Fin dal primo giorno del mese, a giugno 2026 ci saranno una serie di scadenze fiscali da rispettare. Alcune derivano dal fatto che il 31 maggio sia domenica. Svariati appuntamenti, dunque, sono stati rimandati al primo giorno utile. Ecco di cosa si tratta:

  • la registrazione dei contratti di locazione e il versamento della relativa imposta di registro;
  • i versamenti del bollo auto;
  • i versamenti del superbollo auto;
  • la comunicazione mensile all’anagrafe tributaria per gli operatori finanziari;
  • il versamento dell’Iva intracomunitaria per gli enti non commerciali e per gli agricoltori esonerati;
  • dichiarazione mensile dell’ammontare degli acquisti intracomunitari di beni registrati per gli enti non commerciali e per gli agricoltori esonerati;
  • la trasmissione dei corrispettivi per i distributori di carburante.

Le scadenze fiscali del 15 e 16 giugno

Si concentrano invece a metà del mese la buona parte delle scadenze di giugno. La prima cade il 15 giugno, l’unica per quella giornata, ed è la fatturazione differita dell’Iva del mese di maggio. Seguono poi ben 15 altre scadenze il 16 giugno, molte delle quali relative proprio all’Iva, ad esempio:

  • la liquidazione e il versamento dell’Iva per il mese di giugno;
  • la liquidazione dell’Iva mensile per i soggetti che facilitano la vendita a distanza;
  • il versamento dell’Iva derivata dalla scissione dei pagamenti;
  • il versamento del saldo Iva 2025.

Altre tre scadenze riguardano i sostituti d’imposta:

  • l’invio del prospetto dei dati aggiuntivi al modello 770 semplificato;
  • il versamento delle ritenute per i condomini;
  • il versamento delle ritenute per tutti i sostituti d’imposta;
  • il versamento dell’imposta sostitutiva per gli incrementi di produttività.

Ci sono poi due diverse scadenze relative all’Inps:

  • i contributi della gestione separata dei collaboratori;
  • il versamento dei contributi dei lavoratori dipendenti per il mese precedente.

Si aggiungono a questa lista una serie di versamenti di diverse tasse, tra cui:

  • l’imposta sugli intrattenimenti;
  • le ritenute operate sui canoni di affitto di locazioni brevi;
  • il versamento di proventi derivati da Oicr;
  • il versamento della Tobin Tax sulle transazioni finanziarie;
  • versamento delle ritenute per imprese di assicurazione su redditi di capitale derivanti da riscatti o scadenze di polizze vita.

Le scadenze fiscali del 30 giugno

Giugno si conclude con le classiche scadenze di fine mese, alcune delle quali molto simili a quelle del 1° giugno, come:

  • i versamenti del bollo e del superbollo auto;
  • la comunicazione mensile all’anagrafe tributaria per gli operatori finanziari.
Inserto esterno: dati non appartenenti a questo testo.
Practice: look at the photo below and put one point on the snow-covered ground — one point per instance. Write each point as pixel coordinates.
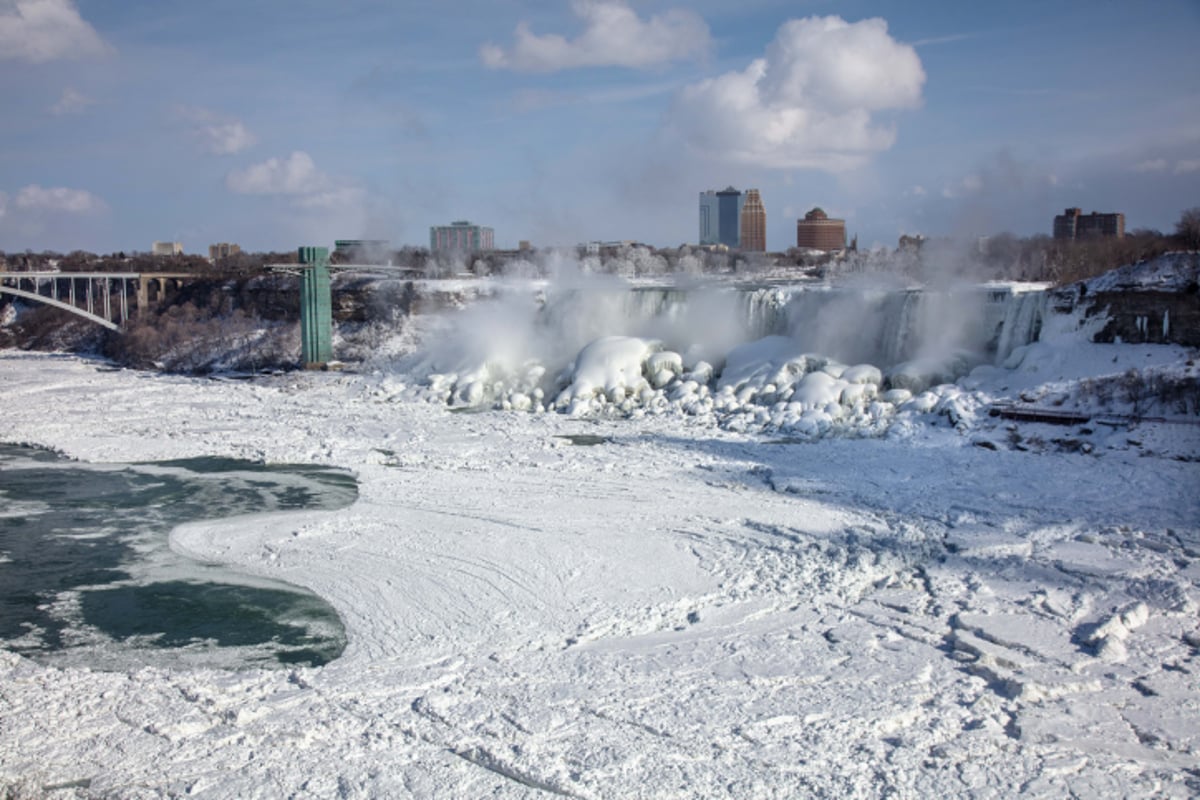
(945, 603)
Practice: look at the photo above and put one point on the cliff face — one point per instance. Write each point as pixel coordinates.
(1149, 317)
(1153, 302)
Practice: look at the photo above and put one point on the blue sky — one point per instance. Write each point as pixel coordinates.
(275, 124)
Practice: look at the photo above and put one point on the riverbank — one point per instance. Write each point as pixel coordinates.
(677, 609)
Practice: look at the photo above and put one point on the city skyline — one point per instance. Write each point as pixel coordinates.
(275, 125)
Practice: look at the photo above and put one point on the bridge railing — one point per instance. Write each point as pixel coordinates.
(87, 294)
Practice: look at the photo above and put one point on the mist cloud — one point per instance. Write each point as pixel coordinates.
(295, 174)
(298, 179)
(217, 134)
(809, 102)
(71, 200)
(615, 36)
(47, 30)
(72, 102)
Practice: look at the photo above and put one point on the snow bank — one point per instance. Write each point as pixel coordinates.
(1167, 272)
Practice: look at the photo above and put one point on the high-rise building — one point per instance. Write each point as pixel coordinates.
(816, 230)
(1073, 223)
(708, 217)
(729, 216)
(720, 217)
(461, 236)
(754, 223)
(222, 250)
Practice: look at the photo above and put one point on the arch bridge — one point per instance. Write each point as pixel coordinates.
(102, 298)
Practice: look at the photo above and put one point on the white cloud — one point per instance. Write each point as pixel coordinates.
(217, 134)
(72, 200)
(46, 30)
(297, 174)
(298, 178)
(809, 102)
(615, 36)
(71, 102)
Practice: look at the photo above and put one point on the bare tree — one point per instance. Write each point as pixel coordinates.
(1187, 229)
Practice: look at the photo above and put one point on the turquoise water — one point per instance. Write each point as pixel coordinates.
(87, 576)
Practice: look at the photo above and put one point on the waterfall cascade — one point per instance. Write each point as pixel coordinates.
(885, 328)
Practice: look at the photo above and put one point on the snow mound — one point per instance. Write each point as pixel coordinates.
(1168, 272)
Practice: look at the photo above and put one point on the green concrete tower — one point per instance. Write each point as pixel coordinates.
(316, 308)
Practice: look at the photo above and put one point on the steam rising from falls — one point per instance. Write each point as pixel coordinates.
(797, 358)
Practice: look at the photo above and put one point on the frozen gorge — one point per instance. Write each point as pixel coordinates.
(799, 559)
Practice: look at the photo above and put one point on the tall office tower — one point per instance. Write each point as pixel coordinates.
(461, 236)
(708, 217)
(729, 216)
(754, 223)
(816, 230)
(1073, 223)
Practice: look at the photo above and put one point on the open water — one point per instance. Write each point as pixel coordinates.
(88, 578)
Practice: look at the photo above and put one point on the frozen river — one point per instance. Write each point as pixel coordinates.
(677, 611)
(89, 579)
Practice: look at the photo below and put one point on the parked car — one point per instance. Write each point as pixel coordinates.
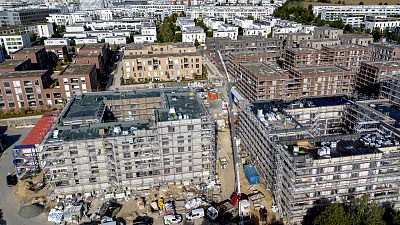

A queste si aggiungono una serie di altre scadenze, come:

  • le richieste di cassa integrazione;
  • la presentazione della dichiarazione mensile del modello Intra 12;
  • la dichiarazione mensile Iva Ioss e la sua liquidazione;
  • la comunicazione annuale dei contratti di affitti brevi;
  • la compilazione del Libro unico del lavoro;
  • il collegamento del nuovo Pos al registratore telematico;
  • dichiarazione mensile dell’ammontare degli acquisti intracomunitari di beni registrati per enti non commerciali e agricoltori esonerati.